I just prayed that when I found Emilee she wouldn’t be doused in this awful – not to mention “painfully itchy” – paint as a misinterpretation of the Pharisees. The costume? Okay, I could probably take that since they were almost accurate… Pharisees didn’t care so much for the glittery though – we were more earthy. A part of me might have just died if I did see my love, my Emilee Dianne, in green skin. She would be destroying all of the love that I had mustered up for her in these last eleven years. It was this love that had given me the courage to go against my parents and search out for my love.
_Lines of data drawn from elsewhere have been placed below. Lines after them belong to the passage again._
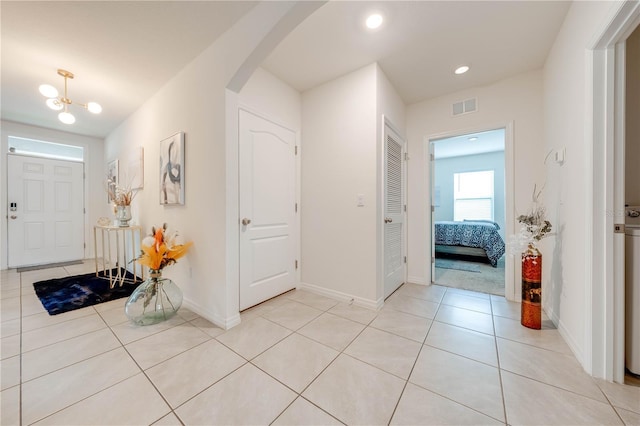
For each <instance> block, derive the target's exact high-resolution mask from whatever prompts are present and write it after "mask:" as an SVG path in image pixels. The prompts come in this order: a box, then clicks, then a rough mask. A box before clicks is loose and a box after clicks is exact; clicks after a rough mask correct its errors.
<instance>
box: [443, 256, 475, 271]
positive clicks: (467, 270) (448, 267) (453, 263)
mask: <svg viewBox="0 0 640 426" xmlns="http://www.w3.org/2000/svg"><path fill="white" fill-rule="evenodd" d="M436 268H443V269H457V270H458V271H466V272H480V265H473V264H469V263H464V262H459V261H455V260H449V259H436Z"/></svg>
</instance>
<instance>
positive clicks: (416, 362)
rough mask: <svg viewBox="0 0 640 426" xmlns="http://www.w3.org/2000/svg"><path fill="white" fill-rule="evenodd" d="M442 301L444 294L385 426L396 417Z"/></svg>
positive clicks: (425, 334)
mask: <svg viewBox="0 0 640 426" xmlns="http://www.w3.org/2000/svg"><path fill="white" fill-rule="evenodd" d="M445 294H446V291H445ZM442 299H444V294H443V295H442V298H441V299H440V300H441V301H440V302H438V308H437V309H436V312H435V313H434V314H433V319H432V320H431V324H429V327H428V329H427V333H426V334H425V335H424V339H422V343H421V344H420V349H419V350H418V354H417V355H416V359H415V360H414V361H413V365H412V366H411V370H410V371H409V375H408V376H407V379H406V380H405V381H404V386H403V387H402V391H401V392H400V395H399V396H398V401H396V404H395V406H394V407H393V411H392V412H391V417H389V421H388V422H387V425H389V424H391V421H392V420H393V416H395V415H396V411H397V410H398V406H399V405H400V401H401V400H402V396H403V395H404V392H405V390H406V389H407V385H408V384H409V379H410V378H411V375H412V374H413V370H414V369H415V368H416V364H417V363H418V358H420V354H421V353H422V349H423V348H424V346H425V343H426V341H427V337H429V333H430V332H431V328H432V327H433V323H434V322H435V318H436V316H437V315H438V311H439V310H440V306H442Z"/></svg>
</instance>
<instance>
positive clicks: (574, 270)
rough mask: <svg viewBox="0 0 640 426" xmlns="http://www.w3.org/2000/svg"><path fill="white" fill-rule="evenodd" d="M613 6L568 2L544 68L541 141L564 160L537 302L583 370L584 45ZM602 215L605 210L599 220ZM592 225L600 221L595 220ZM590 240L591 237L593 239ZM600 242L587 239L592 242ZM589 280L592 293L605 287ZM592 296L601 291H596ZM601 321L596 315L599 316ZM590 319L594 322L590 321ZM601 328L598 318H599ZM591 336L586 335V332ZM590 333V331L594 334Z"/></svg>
mask: <svg viewBox="0 0 640 426" xmlns="http://www.w3.org/2000/svg"><path fill="white" fill-rule="evenodd" d="M612 7H617V5H616V4H615V3H613V2H574V3H573V4H572V6H571V8H570V9H569V12H568V13H567V16H566V18H565V21H564V23H563V25H562V28H561V30H560V32H559V34H558V37H557V38H556V40H555V42H554V45H553V47H552V49H551V52H550V53H549V56H548V57H547V62H546V64H545V68H544V121H545V126H544V129H545V133H544V136H545V137H544V141H545V145H546V148H545V150H546V151H549V150H552V149H554V150H557V149H562V148H566V157H565V163H564V164H563V165H562V166H559V165H557V164H553V163H551V164H548V165H547V170H546V173H547V181H548V182H549V183H552V185H549V184H548V185H547V193H546V196H545V203H546V206H547V212H548V216H549V220H550V221H551V223H552V224H553V227H554V232H556V235H555V236H554V237H553V238H548V239H547V240H546V241H548V244H549V246H547V248H546V249H544V253H545V254H546V255H547V256H546V257H545V263H544V267H543V281H544V282H549V284H548V285H547V286H544V287H543V299H544V300H543V305H544V306H545V310H546V312H547V314H549V316H550V317H551V318H552V319H553V321H554V323H556V324H557V326H558V329H559V331H560V333H561V334H562V335H563V337H564V338H565V340H566V341H567V343H568V344H569V346H570V347H571V349H572V350H573V352H574V354H575V355H576V357H577V359H578V360H579V361H580V362H581V363H583V366H585V368H587V369H588V368H590V366H587V365H585V362H587V361H586V358H590V356H589V355H590V349H589V348H588V344H589V343H588V340H590V339H591V337H587V336H586V335H585V323H586V318H587V313H586V310H587V309H591V307H590V306H587V304H588V297H587V293H589V292H591V291H592V290H593V289H592V288H590V287H589V283H590V282H591V279H590V272H589V271H590V266H588V265H590V262H591V260H590V255H591V252H590V244H589V241H588V240H587V235H588V233H589V232H590V231H589V229H592V223H590V222H589V220H588V219H587V216H588V215H587V214H585V213H583V212H589V211H591V210H592V205H591V199H592V196H593V195H592V194H590V193H588V192H587V191H588V188H589V184H588V183H589V182H590V181H591V180H592V179H602V177H601V176H592V175H591V173H592V171H591V170H592V169H593V167H592V155H593V146H591V143H590V142H589V140H588V135H589V134H590V132H591V127H592V125H593V119H592V116H591V113H592V112H591V111H590V110H589V109H588V108H585V106H586V105H589V104H590V100H589V96H590V92H589V91H588V87H589V86H590V85H591V84H592V82H591V77H590V71H589V70H590V69H591V68H592V66H591V62H590V61H591V60H590V56H589V55H588V54H587V53H588V52H587V49H589V48H590V47H591V43H593V42H594V41H595V40H594V37H595V36H596V31H597V29H598V28H600V24H601V23H602V21H603V19H605V18H606V17H607V16H608V12H609V10H610V9H611V8H612ZM605 213H606V212H605V211H604V208H603V209H602V211H601V212H599V214H600V215H604V214H605ZM597 220H601V218H598V219H597ZM596 238H598V237H597V236H596ZM602 243H603V242H602V241H593V244H594V245H597V244H602ZM601 281H602V280H600V279H598V278H597V277H594V280H593V286H594V289H595V288H596V287H598V288H601V289H602V288H604V286H605V283H603V282H601ZM596 293H599V294H605V292H604V291H603V290H600V291H597V292H596ZM601 319H602V320H603V318H601ZM595 320H596V322H598V321H599V320H598V319H597V318H596V319H595ZM600 322H601V323H602V321H600ZM590 332H591V331H590ZM593 332H594V333H595V332H597V331H596V330H593Z"/></svg>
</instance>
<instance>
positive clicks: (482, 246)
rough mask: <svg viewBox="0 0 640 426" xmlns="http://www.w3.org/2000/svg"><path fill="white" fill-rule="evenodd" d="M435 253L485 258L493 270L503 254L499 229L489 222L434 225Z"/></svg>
mask: <svg viewBox="0 0 640 426" xmlns="http://www.w3.org/2000/svg"><path fill="white" fill-rule="evenodd" d="M435 228H436V229H435V246H436V253H449V254H463V255H469V256H482V257H486V258H487V259H488V260H489V263H491V266H493V267H494V268H495V267H496V266H497V265H498V260H500V258H501V257H502V255H503V254H504V252H505V245H504V241H503V240H502V237H501V236H500V234H499V233H498V229H500V227H499V226H498V224H496V223H495V222H490V221H464V222H449V221H438V222H436V223H435Z"/></svg>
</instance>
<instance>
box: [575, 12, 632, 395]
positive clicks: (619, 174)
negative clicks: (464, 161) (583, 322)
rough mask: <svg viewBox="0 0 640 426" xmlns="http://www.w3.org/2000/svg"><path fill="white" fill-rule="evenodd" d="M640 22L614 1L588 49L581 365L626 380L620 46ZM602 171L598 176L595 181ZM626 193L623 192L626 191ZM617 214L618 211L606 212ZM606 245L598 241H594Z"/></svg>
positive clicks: (623, 113)
mask: <svg viewBox="0 0 640 426" xmlns="http://www.w3.org/2000/svg"><path fill="white" fill-rule="evenodd" d="M639 24H640V3H639V2H623V3H620V4H616V5H613V6H612V8H611V10H610V13H609V15H608V16H607V18H606V19H605V20H604V21H603V24H602V26H601V27H600V28H599V29H598V30H596V31H595V32H594V39H593V42H592V44H591V46H589V47H587V51H586V53H587V60H586V63H587V65H588V66H589V67H588V69H587V73H586V79H585V80H586V83H587V89H586V95H587V96H586V99H587V105H586V118H587V120H586V123H587V124H586V128H585V134H586V138H585V139H586V142H587V145H588V149H587V158H586V160H587V171H586V172H587V176H589V177H590V179H589V180H588V181H587V188H586V194H587V196H586V199H585V207H586V209H585V212H586V213H587V221H586V229H585V243H586V244H585V245H586V250H585V261H586V264H587V265H591V267H590V268H587V274H586V290H587V291H586V293H585V295H586V297H585V306H584V309H585V315H584V325H585V327H584V328H585V330H584V339H585V345H584V347H585V350H584V357H583V360H582V365H583V368H584V369H585V370H586V371H587V372H588V373H589V374H591V375H592V376H594V377H600V378H603V379H605V380H609V381H615V382H617V383H623V382H624V344H625V343H624V340H625V336H624V327H625V324H624V303H625V300H624V279H622V278H621V277H620V275H619V274H620V271H616V268H617V267H618V268H619V265H620V264H621V262H622V256H623V255H624V248H622V249H621V247H624V246H623V244H624V242H622V243H620V242H619V241H616V239H615V238H614V235H613V223H614V221H613V219H614V218H613V216H614V215H615V213H616V212H617V211H618V210H620V208H621V207H623V206H624V200H620V199H619V198H620V195H621V194H619V192H617V191H616V185H617V183H618V180H620V173H621V171H620V170H619V168H618V167H617V165H618V163H617V162H618V161H620V159H621V157H622V154H621V153H622V152H624V151H623V150H624V104H622V103H621V101H622V100H623V99H624V70H621V69H620V66H621V64H623V63H624V52H623V51H622V49H621V48H620V46H621V44H620V43H624V41H625V40H626V39H627V38H628V37H629V35H630V34H631V33H632V32H633V30H634V29H635V28H636V27H637V26H638V25H639ZM596 173H598V176H599V177H600V178H599V179H596V175H595V174H596ZM622 196H624V195H623V194H622ZM603 210H604V212H613V213H614V215H608V214H602V213H603ZM596 239H597V240H599V241H602V244H595V241H596Z"/></svg>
I finally nodded my agreement that Aminah have her way with dressing me like this, though I couldn’t believe that I had let her talk me in to wearing something so stupid. As far as I could imagine, she was always the trickster type, so this was probably just her way of teasing me… But then again, she knew how important this mission was to me on one of the last full moons before I would have to settle down as a king and a husband. She knew that my world was out there, held within the hands of the young girl that also held my heart, and that she was playing a part in helping me salvage that.

When she was fully done, I was greener than the leaf that my mother had woven into a blanket for me. I looked in my reflection in the spout of the little waterfall inside the tree and almost gasped. I couldn’t believe I had let her do such a thing to me…

Pharisees didn’t believe in using such heavy doses of make up like this. If it was found out that I had? Who knew – I could probably be exiled or, at worst, kicked out of position as the heir. We were supposed to be one with nature in order to delve into the magic that it held, so doing such things as painting our bodies to hide our natural, pure selves was strictly unheard of. I myself didn’t approve, but there wasn’t much that I could do; what was done was done, and I easily found justification in my mind when I saw an image of Emilee’s smile.

I was dressed in quite the odd unit of clothing – though Aminah told me that the feminine clothes were more accurate. The pants were of a material that was quite foreign to me – Aminah told me they were of a thin material of something that humans called “sweatpants” though these were a more dressy form of them – and they reached the middle of my shin. I kept pulling them down since I was used to my pants at least reaching my ankles, so I was quite perplexed at the way humans perceived us. I was at least able to keep my own shoes on. They were made out of a leathery material that we collected from dead specimens and the insides were lined with the fluff of cotton. Aminah said that humans called such shoes “moccasins” or “slippers” to which I snorted; to me, they were just shoes.

The oddest part of my costume here was what I was now wearing on top. Instead of the thin shirt that I usually wore – since it got quite warm in the dark middle parts of the tree – I was now standing there shirtless. There was a thin covering of a vest atop my bare chest, but the only thing keeping me from exposing myself completely was the green paint that Aminah had gone crazy layering over my fair-skinned chest.

“Ready?” Aminah smirked caringly as she pulled away to look at what she called her “masterpiece.”

“As ready as I’ll ever be!” I mused, thinking only about the way Emilee might smile once her eyes met mine and she once again remembered who I was.

Aminah handed me a sweet potion that she concocted, and I swallowed it back without much thinking. It wasn’t nearly as sweet as I had hoped, but it did the trick. Before I knew it, I was tall enough to see the upper levels of the kingdom without having to fly up there or walk. I smiled that it worked so well.

“Thank you!” I beamed at her, but she shook off my thanks with a “no need.”

Aminah flew up to the level of my hands and pressed a potion into my hand as well. It was still fairly tiny, but about three inches tall with a green liquid inside. “For later,” she said with a wink. “You’ll understand what to do with it when the time comes…”

Then she disappeared into the hole of the tree that I could no longer take notice of from being so tall. I turned towards the sun – in the way that Aminah had directed me that I would find my Emilee – and I was off. How this would ever work, I wasn’t so sure, but I trusted in the power of love through nature… and that would lead me to my Emilee.